I am proud of myself for currently knowing the location of all of this gear. Now I just need to re-learn how to thread the machine. I have the User's Guide, so I should be good.

Also, I thought I might mention that I have recently started to feel a little silly about this getting-back-to-basics blog topic since I'm realizing that so many people I know already do all of this stuff that I'm trying to work on. My garden is fledging and smaller than all of my friends' gardens. My canning mentor has already put up dozens of jars of preserved fruit. The more I talk about this stuff, the more I feel like everyone is thinking, "Oh, you are way behind. Everyone has chickens now, and we've all been making our own mayonnaise and our own clothes for years. Plus, we've all purged our clutter and none of us have plastic toys in the house."

But the thing is that, for me, my focus on home and hearth is quite new. So I suppose I'm blogging the journey of a bookish, disorganized, take-out ordering, working mom who hopes to create a home that is a lot less cluttered while also learning some skills that make me feel a bit more like Caroline Ingalls. Just a bit.

*In the bag, there was a finished back to an unfinished sweater that I worked on during the summer of 1994. Yesterday, I gave it to my daughter as an afghan for her dolls. It was strangely satisfying to see it being used in that way.

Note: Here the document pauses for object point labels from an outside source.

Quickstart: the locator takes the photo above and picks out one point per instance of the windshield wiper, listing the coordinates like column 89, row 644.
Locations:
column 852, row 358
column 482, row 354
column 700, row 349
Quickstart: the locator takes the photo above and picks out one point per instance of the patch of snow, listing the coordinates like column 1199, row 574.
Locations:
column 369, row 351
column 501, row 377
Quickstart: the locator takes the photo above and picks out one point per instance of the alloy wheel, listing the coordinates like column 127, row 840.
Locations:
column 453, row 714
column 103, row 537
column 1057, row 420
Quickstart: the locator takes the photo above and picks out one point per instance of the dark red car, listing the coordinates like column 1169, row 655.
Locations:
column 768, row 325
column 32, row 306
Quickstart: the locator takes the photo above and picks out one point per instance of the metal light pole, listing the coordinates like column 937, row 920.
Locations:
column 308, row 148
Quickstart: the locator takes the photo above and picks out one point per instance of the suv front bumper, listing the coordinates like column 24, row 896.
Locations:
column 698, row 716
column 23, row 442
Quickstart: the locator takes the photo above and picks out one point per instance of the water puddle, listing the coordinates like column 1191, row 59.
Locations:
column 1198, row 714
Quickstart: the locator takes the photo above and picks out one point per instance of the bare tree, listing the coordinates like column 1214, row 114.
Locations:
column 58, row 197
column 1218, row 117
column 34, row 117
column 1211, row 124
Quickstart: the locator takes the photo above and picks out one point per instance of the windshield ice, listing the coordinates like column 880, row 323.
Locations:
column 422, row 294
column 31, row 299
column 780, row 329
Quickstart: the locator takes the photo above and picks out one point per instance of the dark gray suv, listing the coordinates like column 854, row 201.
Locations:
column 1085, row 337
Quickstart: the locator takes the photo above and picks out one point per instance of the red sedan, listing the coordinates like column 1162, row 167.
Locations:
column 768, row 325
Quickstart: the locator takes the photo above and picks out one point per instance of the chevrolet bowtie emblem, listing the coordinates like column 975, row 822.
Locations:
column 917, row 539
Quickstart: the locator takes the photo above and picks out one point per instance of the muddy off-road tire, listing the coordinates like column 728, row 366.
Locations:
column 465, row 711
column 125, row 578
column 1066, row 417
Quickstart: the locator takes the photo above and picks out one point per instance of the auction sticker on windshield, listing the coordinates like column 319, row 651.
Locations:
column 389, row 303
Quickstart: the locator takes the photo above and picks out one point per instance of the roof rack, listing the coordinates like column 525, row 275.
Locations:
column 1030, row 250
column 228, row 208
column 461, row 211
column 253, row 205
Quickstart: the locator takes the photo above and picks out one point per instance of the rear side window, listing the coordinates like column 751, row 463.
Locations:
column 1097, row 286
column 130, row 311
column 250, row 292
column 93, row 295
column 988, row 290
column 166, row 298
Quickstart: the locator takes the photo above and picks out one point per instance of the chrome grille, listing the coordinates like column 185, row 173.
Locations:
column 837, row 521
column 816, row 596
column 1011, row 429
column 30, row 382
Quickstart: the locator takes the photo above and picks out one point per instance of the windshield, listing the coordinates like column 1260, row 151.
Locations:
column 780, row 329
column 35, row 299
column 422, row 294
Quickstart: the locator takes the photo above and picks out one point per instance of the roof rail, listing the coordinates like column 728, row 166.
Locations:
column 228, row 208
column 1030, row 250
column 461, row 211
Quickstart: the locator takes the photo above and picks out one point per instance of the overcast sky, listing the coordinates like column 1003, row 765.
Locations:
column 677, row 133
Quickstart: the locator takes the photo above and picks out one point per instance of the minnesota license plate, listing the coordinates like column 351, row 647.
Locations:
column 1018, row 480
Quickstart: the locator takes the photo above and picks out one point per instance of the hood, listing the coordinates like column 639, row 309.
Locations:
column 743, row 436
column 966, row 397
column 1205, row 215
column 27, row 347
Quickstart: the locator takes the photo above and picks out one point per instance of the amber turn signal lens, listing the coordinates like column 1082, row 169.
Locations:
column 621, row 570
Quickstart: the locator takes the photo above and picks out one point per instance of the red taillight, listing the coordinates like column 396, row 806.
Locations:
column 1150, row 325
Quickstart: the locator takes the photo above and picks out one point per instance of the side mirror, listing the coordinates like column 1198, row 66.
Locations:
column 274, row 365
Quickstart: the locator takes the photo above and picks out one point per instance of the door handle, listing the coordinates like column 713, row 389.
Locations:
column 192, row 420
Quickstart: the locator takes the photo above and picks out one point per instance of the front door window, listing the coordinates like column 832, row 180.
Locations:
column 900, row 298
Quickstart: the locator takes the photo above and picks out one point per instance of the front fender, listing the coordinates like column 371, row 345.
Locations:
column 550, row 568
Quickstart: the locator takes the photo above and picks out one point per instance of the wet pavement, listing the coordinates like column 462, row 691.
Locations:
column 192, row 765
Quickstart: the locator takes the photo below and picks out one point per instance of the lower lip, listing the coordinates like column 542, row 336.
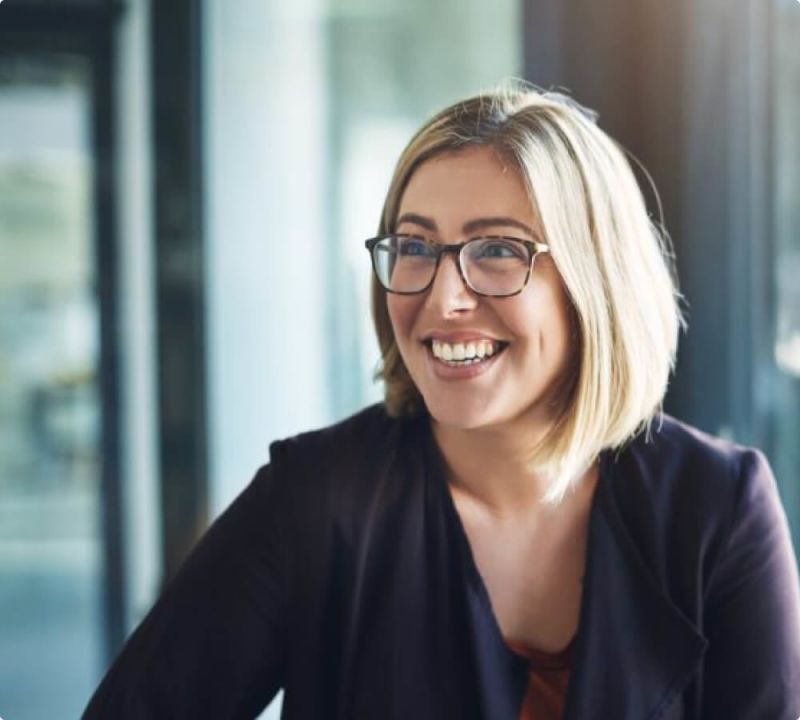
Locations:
column 449, row 372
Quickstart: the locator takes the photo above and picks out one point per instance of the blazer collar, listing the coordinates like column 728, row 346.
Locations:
column 635, row 650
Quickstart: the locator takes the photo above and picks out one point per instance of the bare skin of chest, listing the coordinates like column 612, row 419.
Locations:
column 533, row 571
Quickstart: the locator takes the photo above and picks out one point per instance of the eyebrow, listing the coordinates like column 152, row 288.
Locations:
column 469, row 227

*Scissors--singular or plural?

6 comments:

Contemporary Troubadour said...

I just received a used sewing machine from my mother-in-law when she came to visit in June. Guess you and I will be learning how to thread our machines together -- though mine didn't come with a user's guide!

And scissors ... I treat it as a plural noun.

The Thirty-Something Bride said...

Just an FYI - sewing is generally more costly than purchasing clothes these days, especially if you don't have back-up products that you have to buy (snaps, elastic, thread, etc.). The upside is uniqueness and fit, if you're good at fitting.
The upside is that the stuff lasts longer because it's better constructed. Sometimes it's worth it, sometimes not. I do miss doing it though!

The Thirty-Something Bride said...

Wikipedia says:

The noun "scissors" is treated as a plural noun, and therefore takes a plural verb ("these scissors are"). Alternatively, this tool is also referred to as "a pair of scissors", in which case it (a pair) is singular and therefore takes a singular verb ("this pair of scissors is"). In theory each of the two blades of the tool is a "scissor" in its own right, although in practice such usage is seldom heard.

Ink said...

It's not back to basics at all...lots of us are strangers to certain domestic activities! I'm reading with great interest. The last time I used a sewing machine was in 7th grade home economics class!

Good Enough Woman said...

CT, Let me know how it goes! I just got a book called, "Bend the Rules Sewing" (or something like that--it's still in the box).

TSB, I'll probably be focused on aprons, napkins, and doll clothes. Maybe some totebags.

Ink, Thanks for the encouragement! I still remember the skirt I made in high school home ec.

--ginger. said...

Okay--I know I'm late to this comment, but I was at my Grandma's on a total SEWCATION talking and swimming in the pool and then sewing whenever I could. So. About this "late to the game / everybody else has been doing it forever" issue . . .. I think that this cultural movement toward simplifying and making it all ourselves and trying to slow down the consumer carny ride we've all been on for those really expensive tickets will be talked about later very much the same way people now talk about war: "The turn of the century saw a massive cultural shift toward home and away from consumerist thinking . . ." (or some stiff blather of that sort). And it will make it sound to the school kids reading about it later like we all stood up one day together and started throwing away the extra shit-ola in our garages on some agreed-upon Saturday. But I don't think wars happen like this either. There's skirmishes and skirmishes and skirmishes. So just think of yourself of one of the one ka-billion personal non-consumerist skirmishes that will add up to what will one day be understood as a cultural war.